W 2009 r. wziął udział w nagraniu utworu Lucifer z zespołem Behemot. Na płycie deklamował poemat okultysty Tadeusza Micińskiego, oddający hołd złu. „Gdzie był Bóg, gdy spadał ten samolot?” – pytał po katastrofie w Smoleńsku.

Najnowszy numer tygodnika „Wprost” poświęca artyście aż dwie kolumny. Pretekstem ma być jego najnowsza piosenka „Vladimir”, w której krytykuje nie tylko samego Putina, ale także zwykłych Rosjan. Czy rzeczywiście obwinianie wszystkich Rosjan za wybryki władzy ma jakiś sens?

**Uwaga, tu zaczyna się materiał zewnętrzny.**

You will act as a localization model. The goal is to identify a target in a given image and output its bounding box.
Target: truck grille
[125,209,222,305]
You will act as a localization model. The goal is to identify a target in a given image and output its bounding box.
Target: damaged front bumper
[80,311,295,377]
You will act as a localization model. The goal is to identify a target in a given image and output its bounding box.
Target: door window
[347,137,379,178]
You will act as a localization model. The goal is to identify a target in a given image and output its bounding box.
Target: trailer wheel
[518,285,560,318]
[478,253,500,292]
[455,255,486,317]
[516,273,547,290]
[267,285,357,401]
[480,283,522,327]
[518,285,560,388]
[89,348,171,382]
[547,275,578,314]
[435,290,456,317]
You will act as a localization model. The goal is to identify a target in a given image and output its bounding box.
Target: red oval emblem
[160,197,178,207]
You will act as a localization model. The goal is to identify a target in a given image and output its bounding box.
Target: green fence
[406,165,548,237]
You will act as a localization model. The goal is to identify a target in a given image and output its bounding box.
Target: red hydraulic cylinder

Maleńczuk w tekście przedstawiany jest jako patriota i tradycjonalista. Czy rzeczywiście? Na jednym ze opublikowanych zdjęć – ze studia nagraniowego – widać jak na piersiach artysty dynda... odwrócony krzyż.

Maleńczuk nie pierwszy raz stara się ludziom robić wodę z mózgu. Trudno jednak w jego wypowiedziach znaleźć jakąkolwiek logikę. Zręcznie posługuje się kłamstwem i manipulacją. W jednym z wywiadów przekonywał np., że fakt, iż pozostaje wyznawcą Lucyfera, nie przeszkadza mu w tym, że wychowuje dzieci po...chrześcijańsku, zezwalając im na udział w sakramentach i uroczystościach kościelnych.

W rzeczywistości chyba właśnie ten rodzaj satanizmu jest najbardziej niebezpieczny. Przedstawiany jako coś fajnego, intelektualna zabawa, korzystanie z uciech światowego życia, hołdowanie własnemu ego i wreszcie robienie tylko tego, na co ma się ochotę, nie licząc się z żadnymi normami.

Tego rodzaju artystów należy bojkotować i być uczulonym, aby trzymać od nich jak najdalej nasze dzieci.